User: "summarize my unread and delete the spam"

Step 1: mail.list_unread (read) → 12 unread, 4 are spam

Step 2: mail.delete_spam (destructive) → web-kernel pauses

Card: "Delete 4 spam threads? [Yes] [Cancel]"

On Yes: typed-iterate dispatch — same args, no LLM rerun

This is federal I-CONFIRMATION-EXECUTES-WHAT-USER-SAW in chain form.
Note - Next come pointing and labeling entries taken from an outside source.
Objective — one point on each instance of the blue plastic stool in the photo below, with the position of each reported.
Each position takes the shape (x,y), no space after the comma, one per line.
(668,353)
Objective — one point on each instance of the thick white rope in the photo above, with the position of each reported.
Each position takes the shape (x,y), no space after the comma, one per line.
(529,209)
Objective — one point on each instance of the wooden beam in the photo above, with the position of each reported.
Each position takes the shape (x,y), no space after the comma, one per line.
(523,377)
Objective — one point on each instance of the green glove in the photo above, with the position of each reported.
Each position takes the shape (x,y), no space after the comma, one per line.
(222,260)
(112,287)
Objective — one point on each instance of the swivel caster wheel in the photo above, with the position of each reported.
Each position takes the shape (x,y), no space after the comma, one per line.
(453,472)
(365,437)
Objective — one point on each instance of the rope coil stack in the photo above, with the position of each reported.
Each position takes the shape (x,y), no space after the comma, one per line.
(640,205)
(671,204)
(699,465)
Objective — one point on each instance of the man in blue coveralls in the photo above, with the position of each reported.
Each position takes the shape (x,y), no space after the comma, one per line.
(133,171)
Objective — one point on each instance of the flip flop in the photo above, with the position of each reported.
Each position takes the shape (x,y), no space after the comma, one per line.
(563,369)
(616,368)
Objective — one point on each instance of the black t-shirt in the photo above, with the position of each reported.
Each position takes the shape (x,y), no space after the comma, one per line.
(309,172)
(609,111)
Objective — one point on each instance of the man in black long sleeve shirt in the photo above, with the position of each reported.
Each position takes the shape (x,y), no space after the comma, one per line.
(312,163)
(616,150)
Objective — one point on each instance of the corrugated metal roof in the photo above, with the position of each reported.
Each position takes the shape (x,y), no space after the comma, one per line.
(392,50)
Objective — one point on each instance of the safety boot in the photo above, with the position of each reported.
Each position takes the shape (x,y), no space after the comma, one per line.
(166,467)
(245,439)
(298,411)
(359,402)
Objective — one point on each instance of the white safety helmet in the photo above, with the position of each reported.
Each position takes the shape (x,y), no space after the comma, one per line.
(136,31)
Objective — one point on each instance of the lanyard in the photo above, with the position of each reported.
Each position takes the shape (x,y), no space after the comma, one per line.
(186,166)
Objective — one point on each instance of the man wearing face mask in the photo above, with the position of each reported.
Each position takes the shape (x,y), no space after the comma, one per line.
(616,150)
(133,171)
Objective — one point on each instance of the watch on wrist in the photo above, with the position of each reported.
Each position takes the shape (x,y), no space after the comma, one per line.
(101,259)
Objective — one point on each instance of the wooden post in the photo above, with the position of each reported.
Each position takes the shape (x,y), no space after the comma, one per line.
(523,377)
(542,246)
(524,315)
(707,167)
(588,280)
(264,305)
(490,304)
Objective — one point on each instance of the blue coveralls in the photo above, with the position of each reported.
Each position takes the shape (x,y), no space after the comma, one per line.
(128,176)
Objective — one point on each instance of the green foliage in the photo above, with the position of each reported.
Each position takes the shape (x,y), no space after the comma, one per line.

The typed-pipe (ctx.prior)

Since v4.1, chain step outputs are available to downstream steps as typed namespaces:

# In step 2 of a chain that started with list_unread:
@chat.function(...)
async def summarize_unread(ctx, params):
    msgs = ctx.prior.list_unread.messages   # typed access — IDE auto-completes
    summary = await ctx.llm.create_message(...)
    return {"text": summary}

The web-kernel infers the prior step's output schema from your tool's manifest. Your IDE understands the shape because the SDK generates type stubs.

Anti-patterns in chains

Federal invariants in chain land

🔗

I-CHAIN-TYPED-PIPE

ctx.prior is typed — schemas inferred from the producer's manifest.

📋

I-CHAIN-PRIOR-IMMUTABLE

Downstream steps can read ctx.prior, never mutate it.

🔐

I-CHAIN-PRIOR-TENANT-SCOPED

Each chain runs in a single user/tenant scope. ctx.prior never leaks across users.

📐

I-CHAIN-OUTPUT-SCHEMA-VALIDATION

Producer outputs are validated against declared schemas (when present) before being made available downstream.